Leon Bronstein has had a life of adventure that has taken him
from the country of his birth in Moldavia, to the land of Israel.
An engineer and watchmaker by training, Bronstein's vivid and
active imagination ripened and evolved as he sought freedom with
his family away from the constraint of the culture of his birth.
Bronstein, like many seekers, discovered within himself a source
of strength and creative power that would generate an artistic
vocation inspired with determination to express a reach for freedom.
The year was 1979, Bronstein could not find a job as an engineer
or watchmaker, he needed employment, he could work with tools
and had molded clay and worked with wood as a child. It was the
beautiful grain of a piece of olive wood that motivated the sculptor
to fashion a small figure at a wood shop in the Old City Caesarea.
It was through this statue that was so well received by a local
shopkeeper that Bronstein's new artistic direction was charted.
This combination of circumstances and the success of his first
sculpture gave direction and purpose to his innate talent.

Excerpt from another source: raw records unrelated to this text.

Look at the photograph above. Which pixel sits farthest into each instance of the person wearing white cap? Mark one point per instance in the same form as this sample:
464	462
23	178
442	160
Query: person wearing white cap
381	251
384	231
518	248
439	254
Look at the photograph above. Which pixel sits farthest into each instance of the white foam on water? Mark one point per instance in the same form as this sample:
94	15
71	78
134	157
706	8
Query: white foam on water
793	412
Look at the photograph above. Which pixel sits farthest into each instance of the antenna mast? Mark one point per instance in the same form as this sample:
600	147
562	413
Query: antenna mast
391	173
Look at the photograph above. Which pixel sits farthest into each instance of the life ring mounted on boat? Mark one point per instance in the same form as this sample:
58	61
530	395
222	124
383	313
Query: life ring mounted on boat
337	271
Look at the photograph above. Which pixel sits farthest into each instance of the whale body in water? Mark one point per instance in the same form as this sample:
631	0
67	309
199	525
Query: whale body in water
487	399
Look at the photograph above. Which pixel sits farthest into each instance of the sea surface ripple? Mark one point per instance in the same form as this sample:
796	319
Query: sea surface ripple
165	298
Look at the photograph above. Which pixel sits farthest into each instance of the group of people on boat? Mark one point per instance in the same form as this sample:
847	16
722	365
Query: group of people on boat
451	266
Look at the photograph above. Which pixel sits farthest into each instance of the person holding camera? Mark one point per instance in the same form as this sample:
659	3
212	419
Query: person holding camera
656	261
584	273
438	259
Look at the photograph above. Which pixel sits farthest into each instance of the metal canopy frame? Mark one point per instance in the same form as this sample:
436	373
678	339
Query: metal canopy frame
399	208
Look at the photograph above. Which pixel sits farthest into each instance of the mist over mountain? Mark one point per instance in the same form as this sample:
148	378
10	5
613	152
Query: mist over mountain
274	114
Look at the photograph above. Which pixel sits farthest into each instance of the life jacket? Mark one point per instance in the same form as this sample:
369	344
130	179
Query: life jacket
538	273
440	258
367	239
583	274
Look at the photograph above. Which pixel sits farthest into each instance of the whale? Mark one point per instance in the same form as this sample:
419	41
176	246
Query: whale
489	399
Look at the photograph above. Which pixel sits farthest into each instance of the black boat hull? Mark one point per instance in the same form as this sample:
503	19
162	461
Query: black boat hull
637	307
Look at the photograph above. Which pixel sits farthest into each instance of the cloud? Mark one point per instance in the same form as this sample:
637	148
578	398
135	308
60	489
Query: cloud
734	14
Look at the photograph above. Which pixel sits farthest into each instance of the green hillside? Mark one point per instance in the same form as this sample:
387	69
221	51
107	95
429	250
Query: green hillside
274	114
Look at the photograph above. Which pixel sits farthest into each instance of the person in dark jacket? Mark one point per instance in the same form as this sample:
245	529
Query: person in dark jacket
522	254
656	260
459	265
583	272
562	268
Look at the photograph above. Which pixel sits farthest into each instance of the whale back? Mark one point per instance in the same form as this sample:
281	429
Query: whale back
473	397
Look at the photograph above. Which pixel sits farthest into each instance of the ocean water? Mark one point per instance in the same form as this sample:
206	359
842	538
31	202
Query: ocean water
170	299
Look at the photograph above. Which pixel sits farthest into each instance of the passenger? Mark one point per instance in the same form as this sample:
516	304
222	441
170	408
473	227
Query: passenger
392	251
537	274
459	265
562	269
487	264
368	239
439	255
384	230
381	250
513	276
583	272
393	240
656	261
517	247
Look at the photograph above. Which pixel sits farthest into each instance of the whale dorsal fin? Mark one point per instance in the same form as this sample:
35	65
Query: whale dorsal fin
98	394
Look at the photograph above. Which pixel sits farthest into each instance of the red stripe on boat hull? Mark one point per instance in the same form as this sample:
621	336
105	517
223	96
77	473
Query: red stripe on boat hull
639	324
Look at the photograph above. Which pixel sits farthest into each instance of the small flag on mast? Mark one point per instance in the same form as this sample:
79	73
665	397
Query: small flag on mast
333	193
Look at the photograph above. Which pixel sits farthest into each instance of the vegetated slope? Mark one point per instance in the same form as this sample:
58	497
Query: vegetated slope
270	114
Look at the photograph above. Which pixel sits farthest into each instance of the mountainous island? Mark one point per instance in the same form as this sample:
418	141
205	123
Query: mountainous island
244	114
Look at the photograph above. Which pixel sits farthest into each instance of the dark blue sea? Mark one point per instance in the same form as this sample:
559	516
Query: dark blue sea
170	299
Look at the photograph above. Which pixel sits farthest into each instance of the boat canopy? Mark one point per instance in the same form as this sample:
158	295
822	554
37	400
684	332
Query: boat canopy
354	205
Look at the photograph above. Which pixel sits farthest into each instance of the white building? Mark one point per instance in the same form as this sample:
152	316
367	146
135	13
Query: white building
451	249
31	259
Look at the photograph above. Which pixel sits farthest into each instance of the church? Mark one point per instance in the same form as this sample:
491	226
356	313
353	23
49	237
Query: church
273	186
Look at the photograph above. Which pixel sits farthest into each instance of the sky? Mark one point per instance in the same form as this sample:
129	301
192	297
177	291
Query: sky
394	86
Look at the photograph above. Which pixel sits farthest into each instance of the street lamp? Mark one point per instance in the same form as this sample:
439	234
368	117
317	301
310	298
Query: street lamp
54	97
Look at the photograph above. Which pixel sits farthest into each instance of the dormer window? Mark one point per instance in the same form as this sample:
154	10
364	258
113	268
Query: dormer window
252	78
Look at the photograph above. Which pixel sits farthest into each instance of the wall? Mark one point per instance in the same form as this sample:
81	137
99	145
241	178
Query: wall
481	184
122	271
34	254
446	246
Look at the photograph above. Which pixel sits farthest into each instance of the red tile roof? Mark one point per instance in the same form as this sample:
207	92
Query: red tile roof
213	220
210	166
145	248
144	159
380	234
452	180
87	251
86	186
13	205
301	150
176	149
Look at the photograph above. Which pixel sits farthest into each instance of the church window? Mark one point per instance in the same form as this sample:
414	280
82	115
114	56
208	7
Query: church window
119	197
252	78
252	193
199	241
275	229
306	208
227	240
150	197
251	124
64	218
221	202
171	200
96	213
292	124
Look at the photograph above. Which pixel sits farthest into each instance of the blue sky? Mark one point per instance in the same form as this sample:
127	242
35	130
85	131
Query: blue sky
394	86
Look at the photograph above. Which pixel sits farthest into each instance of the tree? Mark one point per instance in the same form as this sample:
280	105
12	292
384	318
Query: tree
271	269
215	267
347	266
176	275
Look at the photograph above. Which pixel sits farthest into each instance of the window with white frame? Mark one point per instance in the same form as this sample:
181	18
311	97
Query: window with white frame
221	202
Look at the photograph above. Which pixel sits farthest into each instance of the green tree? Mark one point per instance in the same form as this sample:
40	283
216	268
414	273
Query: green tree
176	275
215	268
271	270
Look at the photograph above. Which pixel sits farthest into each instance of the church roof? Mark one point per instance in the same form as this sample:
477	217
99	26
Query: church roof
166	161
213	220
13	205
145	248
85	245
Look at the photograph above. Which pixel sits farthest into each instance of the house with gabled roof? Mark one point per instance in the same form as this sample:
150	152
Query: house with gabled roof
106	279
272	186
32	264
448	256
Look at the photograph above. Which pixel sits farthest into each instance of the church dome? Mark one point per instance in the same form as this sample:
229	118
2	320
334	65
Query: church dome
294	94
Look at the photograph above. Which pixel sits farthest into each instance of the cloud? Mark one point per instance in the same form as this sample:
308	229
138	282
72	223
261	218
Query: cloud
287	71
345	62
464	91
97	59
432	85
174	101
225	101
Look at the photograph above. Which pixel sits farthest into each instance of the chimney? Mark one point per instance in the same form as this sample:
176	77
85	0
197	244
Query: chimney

Bronstein's work shares a strong affinity with the great English
sculptors of this century, Henry Moore and Barbara Hepworth. In
Bronstein's semi-abstract figures, the mass of the material is
diminished as he continues the innovative idea of piercing matter
to reveal the surrounding space. The object interacts with Nature
to form an inter-connectedness. Large, volumetric, elongated and
attenuated forms become one with the spatial environment in an
all embracing relationship. Bronstein's figures express the flow
of natural curvilinear shapes in a "neo-art nouveau"
manner. Elegant feminine forms appear to move like branches on
a tree or blades of grass in the wind.